1832 J. K. Paulding Westward Ho! I. ix. 80 If the [broad-]horn gets broadside to the current, I wouldn't risk a huckleberry to a persimmon that we don't every soul get treed, and sink to the bottom.
1834 D. Crockett Narr. Life ix. 70 But to do this, and write the warrants too, was at least a huckleberry over my persimmon.
1856 W. G. Simms Eutaw 553 My larning ain't a huckleberry to your persimmon.
1880 A. A. Hayes New Colorado (1881) v. 68 The first words that we heard him speak settled his nationality, for..he sententiously remarked, ‘Hi'm 'is 'uckleberry.’
1885 D. D. Porter Incidents Civil War 204 ‘I am the fleet-surgeon of the Mississippi squadron!’..‘I'm a huckleberry above that persimmon, 'cause I'm the chief cook.’
1889 J. S. Farmer Americanisms (at cited word), ‘The persimmon above one's huckleberry’,..an avowal of disbelief in one's ability to perform..a given task or undertaking.
1926 N. N. Puckett in Opportunity Mar. 84/2 Sir, you is a huckleberry beyon' my persimmon.
1936 J. Tully Bruiser (1946) 37 Well, I'm your huckleberry, Mr. Haney.
1951 Publ. Amer. Dial. Soc. xv. 56 I'll be your huckleberry.

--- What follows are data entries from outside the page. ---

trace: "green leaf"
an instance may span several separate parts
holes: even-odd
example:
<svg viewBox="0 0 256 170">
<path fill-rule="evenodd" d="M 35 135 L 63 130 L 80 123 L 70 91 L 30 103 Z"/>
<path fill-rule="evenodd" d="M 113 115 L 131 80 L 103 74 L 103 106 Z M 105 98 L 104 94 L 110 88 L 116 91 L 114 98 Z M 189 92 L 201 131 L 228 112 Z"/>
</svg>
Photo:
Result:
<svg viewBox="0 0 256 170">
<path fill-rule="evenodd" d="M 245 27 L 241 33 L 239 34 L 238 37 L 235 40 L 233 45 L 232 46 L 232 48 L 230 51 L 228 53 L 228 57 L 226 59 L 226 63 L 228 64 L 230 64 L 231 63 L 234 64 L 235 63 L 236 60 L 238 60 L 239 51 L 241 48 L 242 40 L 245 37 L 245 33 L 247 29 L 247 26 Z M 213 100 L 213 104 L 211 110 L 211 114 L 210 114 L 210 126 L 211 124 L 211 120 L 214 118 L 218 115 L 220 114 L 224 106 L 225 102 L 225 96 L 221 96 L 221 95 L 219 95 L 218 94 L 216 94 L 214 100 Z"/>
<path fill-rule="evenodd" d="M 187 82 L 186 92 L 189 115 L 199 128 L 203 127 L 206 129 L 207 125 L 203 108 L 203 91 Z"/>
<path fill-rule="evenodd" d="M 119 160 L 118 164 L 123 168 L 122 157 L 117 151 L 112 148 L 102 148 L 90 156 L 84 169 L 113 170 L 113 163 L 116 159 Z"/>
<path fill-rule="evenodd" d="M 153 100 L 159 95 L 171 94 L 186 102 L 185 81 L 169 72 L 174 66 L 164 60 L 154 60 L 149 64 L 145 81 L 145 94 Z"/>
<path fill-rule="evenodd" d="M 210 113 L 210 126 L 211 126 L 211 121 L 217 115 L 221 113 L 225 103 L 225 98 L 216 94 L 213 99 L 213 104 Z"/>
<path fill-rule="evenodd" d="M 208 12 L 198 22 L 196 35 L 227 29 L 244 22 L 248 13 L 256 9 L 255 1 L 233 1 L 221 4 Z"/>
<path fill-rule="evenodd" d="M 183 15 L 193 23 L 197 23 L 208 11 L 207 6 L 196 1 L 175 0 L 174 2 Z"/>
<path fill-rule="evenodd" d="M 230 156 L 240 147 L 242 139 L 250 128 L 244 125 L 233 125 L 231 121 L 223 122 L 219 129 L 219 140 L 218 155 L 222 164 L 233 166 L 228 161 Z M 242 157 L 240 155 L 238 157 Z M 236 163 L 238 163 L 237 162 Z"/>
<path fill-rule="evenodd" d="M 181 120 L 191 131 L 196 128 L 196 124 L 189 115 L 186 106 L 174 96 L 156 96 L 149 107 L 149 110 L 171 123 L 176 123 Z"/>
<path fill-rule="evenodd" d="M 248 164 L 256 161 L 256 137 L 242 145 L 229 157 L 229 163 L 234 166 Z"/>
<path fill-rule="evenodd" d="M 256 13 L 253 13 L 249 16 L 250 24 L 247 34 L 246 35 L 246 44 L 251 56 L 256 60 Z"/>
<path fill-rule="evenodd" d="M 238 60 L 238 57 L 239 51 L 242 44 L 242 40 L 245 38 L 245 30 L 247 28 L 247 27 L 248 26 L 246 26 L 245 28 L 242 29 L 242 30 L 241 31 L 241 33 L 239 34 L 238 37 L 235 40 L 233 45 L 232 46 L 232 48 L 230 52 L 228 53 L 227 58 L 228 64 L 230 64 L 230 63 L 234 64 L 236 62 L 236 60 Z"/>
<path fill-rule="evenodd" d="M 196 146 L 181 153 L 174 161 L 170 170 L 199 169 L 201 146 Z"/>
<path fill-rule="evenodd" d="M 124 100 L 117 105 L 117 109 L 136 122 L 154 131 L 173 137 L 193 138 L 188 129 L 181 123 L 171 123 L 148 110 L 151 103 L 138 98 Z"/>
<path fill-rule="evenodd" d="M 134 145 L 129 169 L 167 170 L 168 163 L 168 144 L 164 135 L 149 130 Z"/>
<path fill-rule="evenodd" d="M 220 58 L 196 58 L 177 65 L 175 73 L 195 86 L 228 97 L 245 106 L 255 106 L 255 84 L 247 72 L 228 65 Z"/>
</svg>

There doesn't seem to be any OED knowledge of "huckle" as special form of "handle"; so I think that guy was Just Making Up Stuff.

Paul Stilwell said...

I don't think he was just making stuff up.

Down in the town of Tombstone the tour guides tell visitors that pallbearers were called hucklebearers in the south, or that part of the south. The tour guides tell people that what Doc Holliday was saying in the film Tombstone was "hucklebearer". Whether it's true or not is perhaps debatable (let's see the movie script), or whether it has historical veracity is perhaps debatable (being a supposedly rather provincial slang, it would be rather hard to prove either way). But it has something to it, and the guy obviously picked it up from the tour guides down in Tombstone. So I wouldn't toss it off as just made up because you didn't find it in your library.

From free dictionary:

huckle (ˈhʌkəl)

1. (Anatomy) the hip or haunch
2. a projecting or humped part

"A projecting or humped part" could quite easily suit for the projecting on the side of coffin.

Considering also that coffins are carried relative to the hip part of the body of the pallbearer, one could see that also fitting.

Belfry Bat said...

Hm. Well, I certainly shouldn't be one to deny the reliability of Received Tradition. Like, what does "boulevard" mean, when people around you say it? And should all of those options be in some dictionary?